32 ニート&エルフ&バールⅤ
手の生えた宝箱は凄い速度で近寄ってきた。
歩幅はあまりないのに手を進める速度が尋常じゃない。
「うわっ!はやっ!」
「きもっ!」
バケツ頭のような出会った瞬間に感じる強そうな雰囲気のあるモンスターではないけどめっちゃキモくてつい逃げちゃう。

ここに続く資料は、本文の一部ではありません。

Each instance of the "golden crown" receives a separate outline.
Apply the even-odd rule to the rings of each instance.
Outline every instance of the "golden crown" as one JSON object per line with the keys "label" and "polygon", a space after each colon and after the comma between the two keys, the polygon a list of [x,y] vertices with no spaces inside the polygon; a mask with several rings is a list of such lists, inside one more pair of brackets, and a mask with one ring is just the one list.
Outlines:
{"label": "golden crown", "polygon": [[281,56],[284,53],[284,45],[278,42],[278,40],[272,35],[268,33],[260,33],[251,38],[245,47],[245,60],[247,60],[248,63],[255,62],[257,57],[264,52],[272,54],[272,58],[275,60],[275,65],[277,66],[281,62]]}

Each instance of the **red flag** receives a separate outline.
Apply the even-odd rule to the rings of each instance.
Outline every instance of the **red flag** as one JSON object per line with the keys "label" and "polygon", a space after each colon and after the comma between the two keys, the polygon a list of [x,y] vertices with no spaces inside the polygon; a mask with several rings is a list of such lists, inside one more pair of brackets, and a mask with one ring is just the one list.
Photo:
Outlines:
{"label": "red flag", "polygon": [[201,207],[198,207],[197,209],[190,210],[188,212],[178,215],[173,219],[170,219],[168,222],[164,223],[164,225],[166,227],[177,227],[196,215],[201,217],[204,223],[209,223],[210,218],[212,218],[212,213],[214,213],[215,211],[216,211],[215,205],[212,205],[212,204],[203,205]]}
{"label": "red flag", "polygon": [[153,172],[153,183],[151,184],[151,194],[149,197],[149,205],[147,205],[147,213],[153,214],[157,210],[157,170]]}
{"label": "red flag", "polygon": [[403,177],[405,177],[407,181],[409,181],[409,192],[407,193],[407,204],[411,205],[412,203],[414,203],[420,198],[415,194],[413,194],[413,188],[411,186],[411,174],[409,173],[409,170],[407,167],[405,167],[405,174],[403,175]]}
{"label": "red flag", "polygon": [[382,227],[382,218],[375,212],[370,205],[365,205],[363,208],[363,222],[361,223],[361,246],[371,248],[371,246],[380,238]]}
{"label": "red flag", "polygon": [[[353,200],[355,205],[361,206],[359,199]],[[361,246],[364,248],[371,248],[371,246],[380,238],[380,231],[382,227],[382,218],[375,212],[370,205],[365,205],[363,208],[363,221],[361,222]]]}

ただ私の走る速度では簡単に追いつかれ、右足をつかまれて転倒。
「ぎいゃあ!キモい!キモい!」
『ファァァァァァァァ……』
キモい宝箱は私の足を引っ張って触手だらけの箱の中へ引き摺りこもうとしている。
「ネァッス!」
エルフちゃんが私の両手を引っ張ってくれている間に私は左足でキモい宝箱を必死に蹴りまくる。
すると心なしかキモい宝箱の力が弱まるのがわかった。
というか蹴った木材の部分が壊れている、ひょっとして防御力は低いのか。
「どりゃあッ!」
秋恵がバールを振り下ろすとキモい宝箱は金属の部分も木材の部分も大きく拉げた。
『グェェェッ……』
秋恵の攻撃はかなり効いているようで、何度もバールを叩きつけられたキモい宝箱は私の足から手を放し、両腕の力が抜けたのかグッタリとしていた。
「し、死んだ……?」
シュゥゥゥゥゥ……
ボロボロになった宝箱から生えていた両腕と触手が赤い煙に変化して飛び散った。
「離れろっ!」
「やっ――」
すぐに身動きが取れなかった私はその赤い煙を顔に浴びてしまった。
赤い煙はすぐに消え、特に痛みや出血の類はない。
「だ、大丈夫か?」
「大丈夫……なのかな……ひっ!」
何も問題はないと思ったけどそうじゃなかった。
私の体に無数のムカデがひっついていた。
「む、ムカデがっ!」
「ムカデ?」
体にまとわりつくムカデを手で掃う。
触るのは嫌だけど今はそれどころじゃない。
ムカデを掴んでは投げ捨ててるけど数が多すぎて一匹ずつ引きがしてたら間に合わない。
「いやっ!やだやだやだ!」
「落ち着け!落ち着くんだ!ムカデなんていやしない!」
ついにムカデは服の中どころか口内にすら侵入しようとしてきた。
「エ、エトミルァ!ハァッ!」
突然エルフちゃんに殴られて右頬に痛みが走る。
するとさっきまで私の全身にまとわりついていたムカデが姿を消していた。
いや、ムカデなんて最初からいなかったんだ。
思えばムカデは姿こそ見えていたものの触れている感触は全くなかった。
「志摩さん、大丈夫か?」
「う……う……」
「う?」
「うぁぁぁぁ……くぁぁぁぁぁ……!」
今日、私は久しぶりに号泣した。
それは安心感のせいか、幻覚とはいえ大嫌いなムカデと戯れたせいか。
「ブェネ……スタフォリレイエリィ、エセホミネヂォゼン……」
どちらにしても今は、エルフちゃんに抱きついて涙を流すことだけが唯一の癒しだった。